At Manitoba Blue Cross, eco-friendly initiatives start at the top.
Above our headquarters at 599 Empress Street in Winnipeg, the equipment penthouse holds the brains of the building.
This is where Building Engineer Russell Morden and Facility Maintenance Technician Wayne Hunt oversee the systems that keep Manitoba Blue Cross running efficiently.
"Everything is automatic and based on temperature sensors and pressure sensors," Russ says. "That's where a lot of the efficiencies happen."
Russ and Wayne point to the exhaust system as an example.
"We're always bringing fresh air into the building," Russ says. The building's air is completely exchanged every two hours, with 8,000 cubic feet of air brought in and out a minute, Wayne adds.
This seems simple enough when we're bringing in June's warm, early summer air — but what happens in the dead of winter?
That's where the heat recovery wheel comes in, Wayne says.
Inside the exhaust system, the wheel captures heat energy from the exhaust stream and introduces it to the fresh air stream, he says.
"The heat recovery wheel will warm arctic air to around zero degrees — just from the return air leaving the building that we've already heated," he adds.

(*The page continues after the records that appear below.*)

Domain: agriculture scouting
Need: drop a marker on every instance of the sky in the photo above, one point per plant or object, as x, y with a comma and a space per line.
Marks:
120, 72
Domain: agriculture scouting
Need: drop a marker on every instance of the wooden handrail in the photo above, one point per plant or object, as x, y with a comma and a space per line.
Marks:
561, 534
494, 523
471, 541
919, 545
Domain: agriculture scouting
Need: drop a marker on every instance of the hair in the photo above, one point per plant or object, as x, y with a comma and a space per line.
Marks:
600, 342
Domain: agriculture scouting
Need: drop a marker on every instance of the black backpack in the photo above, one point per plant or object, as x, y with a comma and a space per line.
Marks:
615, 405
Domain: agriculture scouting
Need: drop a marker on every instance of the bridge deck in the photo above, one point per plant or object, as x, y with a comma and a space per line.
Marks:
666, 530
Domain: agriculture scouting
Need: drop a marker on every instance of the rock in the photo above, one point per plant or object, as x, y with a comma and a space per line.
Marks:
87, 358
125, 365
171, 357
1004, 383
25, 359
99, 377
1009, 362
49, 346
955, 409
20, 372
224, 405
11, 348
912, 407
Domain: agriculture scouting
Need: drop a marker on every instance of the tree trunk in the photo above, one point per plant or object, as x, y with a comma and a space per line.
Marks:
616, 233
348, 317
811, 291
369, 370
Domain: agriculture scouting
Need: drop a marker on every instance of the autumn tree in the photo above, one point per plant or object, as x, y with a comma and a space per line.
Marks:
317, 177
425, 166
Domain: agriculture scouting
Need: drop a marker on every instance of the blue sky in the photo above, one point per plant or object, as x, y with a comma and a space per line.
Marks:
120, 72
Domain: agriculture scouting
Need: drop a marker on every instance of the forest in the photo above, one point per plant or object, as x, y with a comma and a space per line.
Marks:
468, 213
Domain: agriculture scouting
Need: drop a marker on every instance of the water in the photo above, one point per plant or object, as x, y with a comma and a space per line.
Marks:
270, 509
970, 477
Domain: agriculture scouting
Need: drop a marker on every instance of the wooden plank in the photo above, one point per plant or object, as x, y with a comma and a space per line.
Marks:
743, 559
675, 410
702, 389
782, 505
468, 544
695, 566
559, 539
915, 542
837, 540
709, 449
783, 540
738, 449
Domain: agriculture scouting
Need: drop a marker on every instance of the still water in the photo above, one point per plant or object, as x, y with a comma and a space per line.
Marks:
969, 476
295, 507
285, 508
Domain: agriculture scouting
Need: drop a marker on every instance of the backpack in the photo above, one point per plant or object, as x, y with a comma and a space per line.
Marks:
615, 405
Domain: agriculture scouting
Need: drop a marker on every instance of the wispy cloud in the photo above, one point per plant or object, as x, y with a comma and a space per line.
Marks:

The wheel can also be used to cool incoming hot air, and together with a glycol pump, it's easy and efficient to keep the building comfortable no matter the temperature outside, he says.
But the ventilation system is just one part of Manitoba Blue Cross's efficiency strategy, Wayne says.
"After our switch to LED lightbulbs, nearly every part of the old fluorescent system was recycled," he says, "including 6.5 tons of metal and enough cardboard to fill a room to the ceiling."
Even the plastic packaging on the new lights was recycled at a specialty depot in town, he adds.
A serious commitment to reducing waste can be found throughout the company, says Geralyn Cruzat, Facility Coordinator.
"We're constantly looking at new and different ways we can change our current procedures to be more environmentally friendly," she says.
This includes recycling bins located in all coffee stations and common areas. To reduce waste, each employee is given a reusable mug, and there are no single-use cups available in the coffee stations.
Waste reduction is especially important when it comes to sanitation, Geralyn says.
"Our daily cleaning supplies, like cloths and towels, are gently used by the cleaners and are cleaned for multiple use by our cleaning team," she says.
Where waste is unavoidable — as in the case of toilet paper and paper towels — the facility team uses only biodegradable materials, she adds.
While the organization makes a concerted effort to be eco-friendly in its processes, it also encourages employees to take their efforts outwards, Geralyn says.
"Every year, we participate in the Omand's Creek Clean Up, allowing our employees and their families to get involved in cleaning up our community," she says. "The cleanup always has a great turnout, and the collective help goes a very long way."
Additionally, dozens of employees participate in the Commuter Challenge every year, choosing to ditch their cars for more active or public transportation. In 2018, 32 employees participated, saving 152.54 litres of fuel and 330.33 kg of CO2 emissions.